About Me

Sunday, February 26, 2012

RPH Garbanzo Coconut Milk Bread

Sounds like a bad idea, doesn't it? Well, it almost was. It's breads like this that make one believe that the bread baking process can be forgiving.
This bread came about because I had lite coconut milk I didn't know what to do with. I looked around a bit but didn't find any yeast bread recipes that used it. Some baking information suggested that it could be used as a milk substitute. I thought I would experiment with bread. I also happened to have some cooked garbanzo beans and they have worked successfully in breads I've baked previously.

Here is how this bread came together:
For one loaf
200g cooked garbanzo beans
113 g of lite coconut milk (I had the Thai Kitchen brand) (½ cup)
Blend the two ingredients well.

300g whole wheat flour
1 tsp instant yeast
1 tsp salt
1 Tbsp agave nectar
65 g water

Mix the ingredients well, let rest for 5 minutes and then knead well for 8 - 10 minutes.

Ingredients

1:33 pm: Ready to rise

4:59 pm: Longest first rise ever?

5:01 pm: Ready for second rise

7:28 pm: Not a significant second rise even after 2.5 hours

7:30 pm: Shaped for the cast iron pan

8:13 pm: I lost patience here

Got some oven spring

Dense crumb

Notes
Date: February 5, 2012
Recipe: My own recipe
Flours: Whole wheat flour
Bread specific ingredients: Garbanzo beans
Sweetener used: Agave nectar
Liquid: Water, Coconut milk

Comments: It would be interesting to know if there is a scientific/chemical reason coconut milk is not a good liquid for yeast breads. Because the dough didn't rise very much the crumb was fairly dense. It tasted okay, with no particular garbanzo bean or coconut milk flavor. Nothing to be proud of.

Friday, February 17, 2012

5 Grain Cereal Bread

Or at least that's what I think the hot cereal is. I get it from the bulk bin at the natural food store and mix it with my steel cut oats for my breakfast oatmeal. I made two loaves, one of them was the February bread for my father-in-law.

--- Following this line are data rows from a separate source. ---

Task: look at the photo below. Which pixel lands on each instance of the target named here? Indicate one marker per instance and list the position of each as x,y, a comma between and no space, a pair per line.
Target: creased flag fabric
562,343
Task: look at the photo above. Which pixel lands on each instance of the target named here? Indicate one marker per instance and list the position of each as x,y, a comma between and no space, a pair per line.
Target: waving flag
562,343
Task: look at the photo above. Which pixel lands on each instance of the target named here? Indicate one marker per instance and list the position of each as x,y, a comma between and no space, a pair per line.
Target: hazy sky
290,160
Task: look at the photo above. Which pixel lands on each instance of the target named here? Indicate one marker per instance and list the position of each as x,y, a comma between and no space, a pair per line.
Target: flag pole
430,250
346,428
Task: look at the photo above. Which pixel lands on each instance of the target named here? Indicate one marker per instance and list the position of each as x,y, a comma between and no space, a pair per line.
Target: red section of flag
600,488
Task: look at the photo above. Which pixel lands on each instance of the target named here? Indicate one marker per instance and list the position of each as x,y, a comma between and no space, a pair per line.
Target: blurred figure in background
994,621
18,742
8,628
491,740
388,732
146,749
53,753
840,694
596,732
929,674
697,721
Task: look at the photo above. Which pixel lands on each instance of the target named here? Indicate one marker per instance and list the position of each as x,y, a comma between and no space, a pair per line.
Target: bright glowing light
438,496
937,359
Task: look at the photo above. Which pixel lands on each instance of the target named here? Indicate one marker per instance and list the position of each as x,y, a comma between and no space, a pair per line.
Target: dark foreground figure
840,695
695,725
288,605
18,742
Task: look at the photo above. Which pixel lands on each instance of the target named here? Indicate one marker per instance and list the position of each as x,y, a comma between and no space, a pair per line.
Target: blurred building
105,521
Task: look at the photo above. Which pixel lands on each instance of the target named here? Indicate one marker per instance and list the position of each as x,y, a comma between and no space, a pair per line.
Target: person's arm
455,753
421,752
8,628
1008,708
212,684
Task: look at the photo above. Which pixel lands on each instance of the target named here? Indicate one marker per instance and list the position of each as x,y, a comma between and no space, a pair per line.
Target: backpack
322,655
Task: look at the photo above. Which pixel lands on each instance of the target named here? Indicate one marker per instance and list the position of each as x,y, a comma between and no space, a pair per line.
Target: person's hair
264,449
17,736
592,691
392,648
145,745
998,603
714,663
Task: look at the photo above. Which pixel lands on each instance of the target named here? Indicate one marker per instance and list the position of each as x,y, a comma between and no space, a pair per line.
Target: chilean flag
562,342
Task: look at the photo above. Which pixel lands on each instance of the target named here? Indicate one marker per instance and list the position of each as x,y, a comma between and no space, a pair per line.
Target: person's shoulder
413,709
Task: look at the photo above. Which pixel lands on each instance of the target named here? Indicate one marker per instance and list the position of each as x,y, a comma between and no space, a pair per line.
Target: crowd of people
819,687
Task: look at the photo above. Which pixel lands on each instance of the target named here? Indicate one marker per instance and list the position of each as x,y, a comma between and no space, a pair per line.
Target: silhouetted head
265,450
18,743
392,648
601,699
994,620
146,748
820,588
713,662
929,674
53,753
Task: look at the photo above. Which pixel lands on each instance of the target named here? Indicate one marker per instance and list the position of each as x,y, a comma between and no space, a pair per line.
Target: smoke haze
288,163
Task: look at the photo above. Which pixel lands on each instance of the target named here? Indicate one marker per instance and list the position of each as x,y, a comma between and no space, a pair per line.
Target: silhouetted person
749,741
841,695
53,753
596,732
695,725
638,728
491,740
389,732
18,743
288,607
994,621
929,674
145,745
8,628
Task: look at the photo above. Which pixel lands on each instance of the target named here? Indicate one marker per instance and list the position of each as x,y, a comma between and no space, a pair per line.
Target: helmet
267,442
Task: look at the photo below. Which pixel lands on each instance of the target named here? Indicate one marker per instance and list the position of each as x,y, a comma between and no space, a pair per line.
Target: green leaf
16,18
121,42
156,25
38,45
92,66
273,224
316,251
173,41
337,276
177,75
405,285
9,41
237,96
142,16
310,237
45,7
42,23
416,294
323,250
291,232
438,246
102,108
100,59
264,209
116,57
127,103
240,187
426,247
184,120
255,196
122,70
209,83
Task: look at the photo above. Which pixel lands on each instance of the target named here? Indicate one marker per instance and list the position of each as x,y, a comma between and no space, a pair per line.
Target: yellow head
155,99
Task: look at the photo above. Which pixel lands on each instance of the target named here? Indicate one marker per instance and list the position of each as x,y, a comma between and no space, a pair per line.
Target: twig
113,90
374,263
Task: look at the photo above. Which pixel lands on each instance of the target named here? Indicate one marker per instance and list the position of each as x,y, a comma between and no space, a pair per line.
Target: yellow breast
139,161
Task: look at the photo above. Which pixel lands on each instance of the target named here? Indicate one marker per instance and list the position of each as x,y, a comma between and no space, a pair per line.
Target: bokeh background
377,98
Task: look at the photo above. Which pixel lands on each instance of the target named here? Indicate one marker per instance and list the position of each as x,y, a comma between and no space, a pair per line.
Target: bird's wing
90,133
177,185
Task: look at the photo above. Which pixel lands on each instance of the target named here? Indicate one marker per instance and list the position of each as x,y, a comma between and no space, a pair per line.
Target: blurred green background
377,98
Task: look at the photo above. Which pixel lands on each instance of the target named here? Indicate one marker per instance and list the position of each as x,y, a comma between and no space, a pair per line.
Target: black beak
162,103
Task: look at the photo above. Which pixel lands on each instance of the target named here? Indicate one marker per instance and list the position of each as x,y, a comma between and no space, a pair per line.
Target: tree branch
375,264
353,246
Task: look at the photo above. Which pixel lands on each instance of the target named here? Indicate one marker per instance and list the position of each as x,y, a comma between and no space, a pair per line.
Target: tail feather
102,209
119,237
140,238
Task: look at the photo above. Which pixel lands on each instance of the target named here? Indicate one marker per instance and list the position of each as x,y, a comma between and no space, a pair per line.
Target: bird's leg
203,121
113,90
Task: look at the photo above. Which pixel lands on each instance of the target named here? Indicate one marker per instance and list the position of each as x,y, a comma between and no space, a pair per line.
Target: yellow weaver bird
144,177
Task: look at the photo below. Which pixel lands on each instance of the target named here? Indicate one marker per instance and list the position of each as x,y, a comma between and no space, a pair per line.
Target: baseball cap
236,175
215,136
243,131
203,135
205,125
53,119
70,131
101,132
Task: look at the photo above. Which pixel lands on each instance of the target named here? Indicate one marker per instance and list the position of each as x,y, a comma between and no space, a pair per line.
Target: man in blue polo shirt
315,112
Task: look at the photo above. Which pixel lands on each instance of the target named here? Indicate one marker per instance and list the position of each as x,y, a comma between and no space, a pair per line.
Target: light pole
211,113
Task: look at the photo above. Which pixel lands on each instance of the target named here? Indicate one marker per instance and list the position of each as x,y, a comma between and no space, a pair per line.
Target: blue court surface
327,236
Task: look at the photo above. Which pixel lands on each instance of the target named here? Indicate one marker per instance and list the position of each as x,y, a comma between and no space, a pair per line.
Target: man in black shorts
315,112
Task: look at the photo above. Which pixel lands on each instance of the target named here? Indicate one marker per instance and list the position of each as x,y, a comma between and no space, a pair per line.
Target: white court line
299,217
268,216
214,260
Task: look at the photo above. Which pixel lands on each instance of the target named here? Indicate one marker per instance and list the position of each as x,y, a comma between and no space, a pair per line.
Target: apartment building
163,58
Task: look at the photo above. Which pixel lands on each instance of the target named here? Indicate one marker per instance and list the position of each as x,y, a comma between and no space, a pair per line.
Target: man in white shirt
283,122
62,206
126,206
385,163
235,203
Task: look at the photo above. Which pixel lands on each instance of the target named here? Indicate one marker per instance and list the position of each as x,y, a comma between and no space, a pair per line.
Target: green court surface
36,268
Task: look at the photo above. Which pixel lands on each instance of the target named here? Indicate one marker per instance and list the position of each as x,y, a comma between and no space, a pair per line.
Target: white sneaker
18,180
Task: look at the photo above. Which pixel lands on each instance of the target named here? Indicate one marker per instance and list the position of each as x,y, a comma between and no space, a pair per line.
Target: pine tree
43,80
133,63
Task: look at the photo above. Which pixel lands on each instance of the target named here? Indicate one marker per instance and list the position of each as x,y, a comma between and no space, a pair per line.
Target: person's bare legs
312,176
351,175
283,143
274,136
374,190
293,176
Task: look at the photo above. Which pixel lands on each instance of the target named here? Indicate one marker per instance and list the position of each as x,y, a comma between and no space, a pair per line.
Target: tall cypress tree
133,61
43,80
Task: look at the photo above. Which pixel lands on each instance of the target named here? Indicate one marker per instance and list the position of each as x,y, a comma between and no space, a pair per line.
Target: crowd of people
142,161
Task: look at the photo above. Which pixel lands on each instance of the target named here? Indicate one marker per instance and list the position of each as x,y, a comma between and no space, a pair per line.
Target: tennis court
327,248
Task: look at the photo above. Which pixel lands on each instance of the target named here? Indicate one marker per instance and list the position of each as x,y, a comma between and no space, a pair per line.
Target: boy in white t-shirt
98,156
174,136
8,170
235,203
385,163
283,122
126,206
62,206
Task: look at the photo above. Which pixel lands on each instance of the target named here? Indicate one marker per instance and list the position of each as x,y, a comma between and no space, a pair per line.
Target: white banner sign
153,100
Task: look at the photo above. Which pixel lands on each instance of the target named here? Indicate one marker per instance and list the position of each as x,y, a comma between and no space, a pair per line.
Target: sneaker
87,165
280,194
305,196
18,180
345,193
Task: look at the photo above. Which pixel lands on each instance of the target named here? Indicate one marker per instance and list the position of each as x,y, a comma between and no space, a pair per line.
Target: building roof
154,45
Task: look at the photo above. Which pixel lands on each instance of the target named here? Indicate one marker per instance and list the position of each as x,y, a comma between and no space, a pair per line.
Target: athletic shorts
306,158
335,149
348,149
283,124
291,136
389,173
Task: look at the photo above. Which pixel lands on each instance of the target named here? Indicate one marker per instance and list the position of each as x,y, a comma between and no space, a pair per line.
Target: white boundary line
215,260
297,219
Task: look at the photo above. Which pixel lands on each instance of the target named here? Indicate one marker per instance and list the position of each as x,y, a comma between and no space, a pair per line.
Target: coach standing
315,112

This is how this bread came about:
(For two loaves)
100 g 5 grain cereal (not flakes) (about ½ cup + 2 Tbsp)
112 g water (½ cup)
224 g milk (1 cup)

Soak overnight. Then cook on medium heat for about 12-13 minutes, stirring occasionally until liquid is soaked in. Add
¼ tsp salt
1 Tbsp agave (or other sweetener)
towards the end of the cooking

I tried soaking some whole wheat flour to get the fermentation going (Tassajara style).
350 g whole wheat flour (~2½ cup)
¼ tsp instant yeast
1½ cup water
Mix the three ingredients into a paste. Let sit for an hour

Ingredients at this stage

To make the final dough, the following are added in:

67g bread flour (½ cup)
150 g whole wheat flour (~1 cup)
1¾ tsp instant yeast
1 Tbsp agave nectar (or other sweetener)
2 Tbsp vegetable oil
1¾ tsp salt

About 2 T bread flour were added during kneading.
I almost always let the dough sit for 5 minutes after all the ingredients come together and then knead for about 10 minutes

12:31 pm: After kneading for 8-10 minutes

2:20 pm: Long but good first rise

2:25 pm: Ready for second rise

3:24 pm: Second rise is done

3:36 pm: The boule got a sprinkling of sesame seeds before proofing.

4:13 pm: Ready for the oven

Decent rise and coloring

Bigger holes than usual, possibly from soaking the whole wheat?

Does that look like an evil eye?

Notes
Date: January 31, 2012
Recipe: My own recipe
Flours: Whole wheat flour, bread flour
Bread specific ingredients: 5 grain cereal
Sweetener used: Agave nectar
Liquid: Water, 1% milk


Comments: For being my own recipe this bread turned out pretty well. Whenever I don't feel like following a recipe, this is becoming my baseline:
450 g flours
1 tsp instant yeast
1 tsp salt
1 Tbsp sweetener
1 Tbsp oil
Water/Milk to put the dough together, about 1½ cups.
In this case, it is important to soak and cook the hot cereal really well. This bread tasted good. It wasn't very sweet, sliced decently well, but not very thin. The biggish holes in the crumb were a surprise. I am guessing they are from the extra hour of soaking the whole wheat with a bit of yeast. That got the gluten development going. I should try that method again sometime to confirm.